Le moins que l’on puisse dire de la ligne générale du Monde, c’est qu’elle ne manifeste pas de sympathie particulière pour Israël. Je reste néanmoins abonné depuis des lustres, dans le fol espoir d’un sursaut de lucidité, voire d’une ébauche de repentance. Mais il est des semaines où je me dis : trop, c’est trop.

Dans l’édition du 12 novembre, une page entière recense divers livres traitant de la souffrance palestinienne, tous écrits par des Palestiniens engagés. Pour faire bonne mesure, on y a ajouté celle d’un historien israélien marginal et contesté, qui abonde dans le même sens. C’était déjà, pour le moins, faire montre d’une totale partialité. Les crises identitaires d’Israël, les souffrances d’un peuple agressé depuis cinquante ans, cela n’existe donc pas ?

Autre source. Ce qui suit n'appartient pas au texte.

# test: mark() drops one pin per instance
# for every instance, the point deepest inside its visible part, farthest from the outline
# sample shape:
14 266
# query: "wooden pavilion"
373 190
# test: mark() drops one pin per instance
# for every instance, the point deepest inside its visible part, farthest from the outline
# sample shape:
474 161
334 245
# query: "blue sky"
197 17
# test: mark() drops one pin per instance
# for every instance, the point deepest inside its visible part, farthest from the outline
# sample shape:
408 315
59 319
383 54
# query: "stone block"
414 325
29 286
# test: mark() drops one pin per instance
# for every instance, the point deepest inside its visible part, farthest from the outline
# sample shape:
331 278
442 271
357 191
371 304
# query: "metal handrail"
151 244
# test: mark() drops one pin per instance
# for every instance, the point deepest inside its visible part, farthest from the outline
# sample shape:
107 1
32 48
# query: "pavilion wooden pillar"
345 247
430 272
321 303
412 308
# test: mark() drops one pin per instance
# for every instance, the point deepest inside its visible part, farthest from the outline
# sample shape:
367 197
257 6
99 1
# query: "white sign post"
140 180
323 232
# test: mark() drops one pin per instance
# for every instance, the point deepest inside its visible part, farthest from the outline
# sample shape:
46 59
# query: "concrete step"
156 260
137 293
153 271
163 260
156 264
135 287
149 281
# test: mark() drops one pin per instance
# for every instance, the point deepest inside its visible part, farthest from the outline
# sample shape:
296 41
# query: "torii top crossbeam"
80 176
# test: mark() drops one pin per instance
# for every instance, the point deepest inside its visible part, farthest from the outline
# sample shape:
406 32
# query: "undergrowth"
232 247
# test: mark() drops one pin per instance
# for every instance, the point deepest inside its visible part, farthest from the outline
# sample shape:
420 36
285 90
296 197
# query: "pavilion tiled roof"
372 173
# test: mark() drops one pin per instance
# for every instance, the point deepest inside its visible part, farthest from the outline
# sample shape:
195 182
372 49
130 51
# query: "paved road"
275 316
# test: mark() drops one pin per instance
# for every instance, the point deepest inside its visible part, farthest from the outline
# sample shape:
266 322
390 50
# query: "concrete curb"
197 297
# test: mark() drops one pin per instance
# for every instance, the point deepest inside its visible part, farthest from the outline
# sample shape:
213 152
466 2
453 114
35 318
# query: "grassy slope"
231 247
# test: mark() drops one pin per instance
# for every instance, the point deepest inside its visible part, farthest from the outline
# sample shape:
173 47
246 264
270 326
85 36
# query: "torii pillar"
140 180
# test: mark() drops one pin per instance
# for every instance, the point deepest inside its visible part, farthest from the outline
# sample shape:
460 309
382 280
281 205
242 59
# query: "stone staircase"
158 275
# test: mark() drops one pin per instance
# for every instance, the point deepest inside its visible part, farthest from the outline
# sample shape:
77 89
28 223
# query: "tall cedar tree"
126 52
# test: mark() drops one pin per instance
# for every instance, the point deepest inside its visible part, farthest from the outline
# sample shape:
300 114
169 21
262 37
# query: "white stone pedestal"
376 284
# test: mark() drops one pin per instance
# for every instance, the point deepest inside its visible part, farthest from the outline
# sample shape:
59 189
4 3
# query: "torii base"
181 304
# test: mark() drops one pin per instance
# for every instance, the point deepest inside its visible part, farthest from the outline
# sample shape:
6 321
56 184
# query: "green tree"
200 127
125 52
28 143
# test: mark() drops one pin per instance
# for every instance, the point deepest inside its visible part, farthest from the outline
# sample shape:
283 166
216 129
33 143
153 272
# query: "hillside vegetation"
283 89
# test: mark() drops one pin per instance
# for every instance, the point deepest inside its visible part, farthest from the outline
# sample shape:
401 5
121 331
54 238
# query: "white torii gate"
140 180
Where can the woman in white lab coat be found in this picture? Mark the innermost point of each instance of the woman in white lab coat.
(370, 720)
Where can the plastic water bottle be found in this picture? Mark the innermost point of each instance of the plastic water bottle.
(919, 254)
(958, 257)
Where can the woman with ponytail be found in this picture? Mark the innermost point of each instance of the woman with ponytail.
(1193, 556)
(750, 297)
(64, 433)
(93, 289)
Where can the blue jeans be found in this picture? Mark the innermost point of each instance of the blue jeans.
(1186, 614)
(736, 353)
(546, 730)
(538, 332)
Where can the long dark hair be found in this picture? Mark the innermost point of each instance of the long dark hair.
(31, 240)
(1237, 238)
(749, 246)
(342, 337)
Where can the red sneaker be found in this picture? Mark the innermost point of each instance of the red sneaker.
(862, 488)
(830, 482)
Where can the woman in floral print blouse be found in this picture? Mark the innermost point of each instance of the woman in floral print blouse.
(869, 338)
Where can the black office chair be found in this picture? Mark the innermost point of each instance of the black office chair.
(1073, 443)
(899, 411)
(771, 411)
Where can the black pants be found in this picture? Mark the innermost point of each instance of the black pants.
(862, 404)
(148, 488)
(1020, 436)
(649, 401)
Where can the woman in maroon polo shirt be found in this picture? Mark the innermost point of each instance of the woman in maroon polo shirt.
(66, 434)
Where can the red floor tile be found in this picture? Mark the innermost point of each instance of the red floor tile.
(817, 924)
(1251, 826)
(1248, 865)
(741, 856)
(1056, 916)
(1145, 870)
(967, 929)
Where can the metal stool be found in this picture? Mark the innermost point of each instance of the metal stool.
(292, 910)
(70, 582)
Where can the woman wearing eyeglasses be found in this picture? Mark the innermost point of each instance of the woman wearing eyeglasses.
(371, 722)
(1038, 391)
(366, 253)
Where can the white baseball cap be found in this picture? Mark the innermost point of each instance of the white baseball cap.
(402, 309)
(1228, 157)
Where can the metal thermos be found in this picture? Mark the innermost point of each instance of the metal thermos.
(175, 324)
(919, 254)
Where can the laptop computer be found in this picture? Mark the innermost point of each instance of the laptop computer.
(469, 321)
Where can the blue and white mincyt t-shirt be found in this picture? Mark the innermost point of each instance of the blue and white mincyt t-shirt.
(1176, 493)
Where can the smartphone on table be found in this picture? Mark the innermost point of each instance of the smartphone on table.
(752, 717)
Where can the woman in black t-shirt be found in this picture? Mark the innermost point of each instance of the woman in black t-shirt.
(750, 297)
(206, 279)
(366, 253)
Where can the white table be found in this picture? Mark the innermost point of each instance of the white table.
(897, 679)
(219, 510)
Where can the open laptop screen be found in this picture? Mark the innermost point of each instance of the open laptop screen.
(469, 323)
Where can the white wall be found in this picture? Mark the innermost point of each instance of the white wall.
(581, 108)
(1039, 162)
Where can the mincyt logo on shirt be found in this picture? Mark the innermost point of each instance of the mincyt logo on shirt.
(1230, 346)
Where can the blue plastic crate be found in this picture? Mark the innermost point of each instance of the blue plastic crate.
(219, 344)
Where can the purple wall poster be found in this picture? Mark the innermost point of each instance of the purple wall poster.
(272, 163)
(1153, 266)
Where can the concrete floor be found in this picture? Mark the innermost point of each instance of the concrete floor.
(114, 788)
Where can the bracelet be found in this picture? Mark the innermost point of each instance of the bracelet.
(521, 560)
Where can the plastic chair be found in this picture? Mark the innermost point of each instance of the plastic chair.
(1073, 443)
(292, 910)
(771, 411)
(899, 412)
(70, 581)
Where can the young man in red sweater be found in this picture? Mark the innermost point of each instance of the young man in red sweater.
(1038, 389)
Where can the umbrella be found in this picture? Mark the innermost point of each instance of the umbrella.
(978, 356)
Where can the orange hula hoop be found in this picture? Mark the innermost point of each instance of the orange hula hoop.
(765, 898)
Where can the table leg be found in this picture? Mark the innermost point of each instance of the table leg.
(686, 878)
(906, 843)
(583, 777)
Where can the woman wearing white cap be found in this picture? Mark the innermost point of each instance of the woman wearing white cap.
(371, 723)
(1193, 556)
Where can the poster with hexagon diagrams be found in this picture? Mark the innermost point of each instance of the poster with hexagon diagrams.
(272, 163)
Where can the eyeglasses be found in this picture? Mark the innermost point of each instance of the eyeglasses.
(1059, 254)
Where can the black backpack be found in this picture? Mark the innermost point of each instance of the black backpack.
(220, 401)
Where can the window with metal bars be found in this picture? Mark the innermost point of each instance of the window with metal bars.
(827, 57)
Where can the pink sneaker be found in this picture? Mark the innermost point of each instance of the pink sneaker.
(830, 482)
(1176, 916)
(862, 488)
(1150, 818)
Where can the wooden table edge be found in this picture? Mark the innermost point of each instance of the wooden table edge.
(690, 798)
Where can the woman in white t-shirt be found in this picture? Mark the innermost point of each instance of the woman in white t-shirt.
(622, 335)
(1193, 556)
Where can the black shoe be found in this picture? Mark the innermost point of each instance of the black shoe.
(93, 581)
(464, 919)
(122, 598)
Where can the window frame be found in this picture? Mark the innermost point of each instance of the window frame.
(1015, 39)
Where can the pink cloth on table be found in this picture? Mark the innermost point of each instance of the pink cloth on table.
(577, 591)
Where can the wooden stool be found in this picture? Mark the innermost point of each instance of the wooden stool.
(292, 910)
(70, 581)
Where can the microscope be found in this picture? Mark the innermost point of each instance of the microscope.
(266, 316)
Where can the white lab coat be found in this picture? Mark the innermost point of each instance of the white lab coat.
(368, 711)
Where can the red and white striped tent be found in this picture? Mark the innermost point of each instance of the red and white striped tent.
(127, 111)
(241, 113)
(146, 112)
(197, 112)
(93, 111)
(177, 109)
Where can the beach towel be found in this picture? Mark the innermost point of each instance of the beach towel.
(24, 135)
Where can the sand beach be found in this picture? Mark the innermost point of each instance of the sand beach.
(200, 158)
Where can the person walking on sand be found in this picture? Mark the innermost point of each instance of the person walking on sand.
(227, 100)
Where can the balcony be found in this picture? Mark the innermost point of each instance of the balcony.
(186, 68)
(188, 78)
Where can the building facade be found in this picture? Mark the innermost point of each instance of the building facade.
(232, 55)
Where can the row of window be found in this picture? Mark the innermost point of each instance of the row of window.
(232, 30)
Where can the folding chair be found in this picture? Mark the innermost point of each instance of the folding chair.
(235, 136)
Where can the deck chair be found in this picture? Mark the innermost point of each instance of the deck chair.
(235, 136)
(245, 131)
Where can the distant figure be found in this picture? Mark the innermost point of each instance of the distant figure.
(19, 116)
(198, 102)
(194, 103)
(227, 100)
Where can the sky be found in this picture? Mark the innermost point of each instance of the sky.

Ce type de recensions, où l’on peut faire dire à un auteur ce que l’équité journalistique n’autorise pas, ressemble fort à un acte de propagande insidieux.

Quelques jours plus tard, dans le supplément économique, une série de litanies sur la situation économique des Palestiniens. S’en dégage manifestement le sentiment qu’il y a un seul coupable de la misère palestinienne : Israël. Le titre déjà : « Economie ruinée ». On aurait pu dire : en ruine. Non ! Non ! Ruinée ! Par quelqu’un, suivez mon regard !

Pas un mot sur l’origine de cette ruine : les Intifadas. Pas un mot sur les causes de l’occupation israélienne : l’agression jordanienne de 1967. Le lecteur, désinformé, est appelé à constater brimades, entraves à la libre circulation des biens et des personnes, etc., sans que l’on se demande jamais si cette politique ne procédait pas de tout autre chose que du « sadisme » des Israéliens : un certain besoin de sécurité. Si l’économie est en ruine, ce sont d’abord les Palestiniens eux-mêmes qui en portent la responsabilité par le terrorisme.

De mieux en mieux : on insiste ensuite sur l’écart du revenu moyen entre Israéliens et Palestiniens. Sans être vraiment paranoïaque, on pouvait lire entre les lignes le stéréotype du riche juif, face au pauvre palestinien. A la limite, le lecteur pourrait imaginer que la richesse d’Israël se serait constituée sur l’exploitation des Palestiniens ! Il est vrai que la main-d’œuvre palestinienne est utilisée par Israël. Mais, d’une part, le niveau de vie des Palestiniens a crû dans des proportions considérables sous l’occupation israélienne ; de l’autre, la « richesse » d’Israël ne doit rien à personne, sinon au dynamisme, si longtemps admiré, des pionniers d’Israël et de leurs successeurs.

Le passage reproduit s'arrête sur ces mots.